Gannett Co., Inc. (NYSE:GCI) investors have enjoyed large gains over the past several years, yet the short position on the stock has remained high — currently 9.50%. The most likely reason for this elevated short position is the expected decline of the publishing industry due to free content being available online. For bears, it was only a matter of time before the stock began a precipitous decline due to a dying industry.
However, Gannett Co., Inc. (NYSE:GCI) is a well-managed company that has been around for over 100 years; it wasn’t going to sit back and allow for a slow death. This is a company that has seen many challenges throughout its history, including The Great Depression, World War II, and The Financial Crisis of 2008/2009. After dealing with such trying events, it unlikely an industry decline would be the final nail in its coffin.

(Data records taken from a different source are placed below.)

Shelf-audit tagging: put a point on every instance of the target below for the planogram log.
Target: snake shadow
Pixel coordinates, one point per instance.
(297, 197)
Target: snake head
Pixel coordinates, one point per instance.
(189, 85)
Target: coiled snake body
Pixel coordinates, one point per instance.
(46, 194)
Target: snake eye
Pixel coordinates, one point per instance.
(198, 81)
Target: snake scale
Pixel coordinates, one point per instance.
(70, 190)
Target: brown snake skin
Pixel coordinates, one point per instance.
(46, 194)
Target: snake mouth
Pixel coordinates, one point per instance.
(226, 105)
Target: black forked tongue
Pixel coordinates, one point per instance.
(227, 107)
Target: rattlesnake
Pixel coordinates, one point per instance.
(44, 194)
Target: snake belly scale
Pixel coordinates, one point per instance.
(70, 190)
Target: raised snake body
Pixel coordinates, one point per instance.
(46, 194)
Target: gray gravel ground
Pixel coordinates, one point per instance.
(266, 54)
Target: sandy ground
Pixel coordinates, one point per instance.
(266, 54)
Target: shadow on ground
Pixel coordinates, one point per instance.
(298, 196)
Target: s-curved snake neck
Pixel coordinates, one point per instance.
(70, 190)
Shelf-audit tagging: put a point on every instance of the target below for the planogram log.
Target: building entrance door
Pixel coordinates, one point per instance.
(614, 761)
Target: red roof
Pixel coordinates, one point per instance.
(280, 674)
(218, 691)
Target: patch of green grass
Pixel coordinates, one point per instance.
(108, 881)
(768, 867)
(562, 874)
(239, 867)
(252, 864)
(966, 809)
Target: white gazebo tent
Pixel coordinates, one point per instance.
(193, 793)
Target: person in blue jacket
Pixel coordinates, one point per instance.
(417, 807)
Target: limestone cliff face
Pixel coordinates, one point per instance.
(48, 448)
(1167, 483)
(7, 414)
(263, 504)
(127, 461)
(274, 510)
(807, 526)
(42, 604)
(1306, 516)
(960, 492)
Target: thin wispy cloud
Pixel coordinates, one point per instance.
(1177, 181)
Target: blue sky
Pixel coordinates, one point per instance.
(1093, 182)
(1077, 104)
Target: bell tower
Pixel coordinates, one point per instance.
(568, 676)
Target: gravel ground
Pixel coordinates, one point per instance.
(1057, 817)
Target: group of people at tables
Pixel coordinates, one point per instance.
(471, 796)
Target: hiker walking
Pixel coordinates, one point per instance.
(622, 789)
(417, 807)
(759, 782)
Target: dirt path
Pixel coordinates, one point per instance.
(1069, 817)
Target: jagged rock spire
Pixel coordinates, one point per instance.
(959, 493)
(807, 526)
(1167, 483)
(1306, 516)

Instead, Gannet announced that it would acquire Belo Corp (NYSE:BLC), the owner of 20 television stations. The deal is expected to close at the end of the year. In most acquisition stories, the acquiring stock drops (due to costs) and the stock being acquired jumps. That’s not what happened here as the chart below shows:
In the first quarter, Gannett Co., Inc. (NYSE:GCI)’s ad revenue declined 4.5%, mostly because advertisers throughout publishing industry have been hesitant to make any large commitments due to economic uncertainty. Rather than hoping for the economy and industry to improve, Gannett purchased Belo Corp (NYSE:BLC), and it now has a much larger presence in broadcast media — 43 television stations opposed to 23.
Broadcast media is a growing industry with high margins, which is what makes this move look so strategic for Gannett. After just one year, Gannett Co., Inc. (NYSE:GCI) expects the acquisition to add $0.50 to its annual earnings.
Few thought a deal like this could take place, but recent insider buying for Gannett could have been a clue. Now this information didn’t predict an acquisition, but consistent insider buying almost always leads to stock price appreciation over the short term. But that’s hindsight; let’s look ahead.
The New York Times Company (NYSE:NYT) might be a more recognizable name than Gannett Co., Inc. (NYSE:GCI) for most people, but it’s not a bigger company. Currently, Gannet has a market cap of $5.64 billion, and The New York Times Company (NYSE:NYT) has a market cap of $1.61 billion.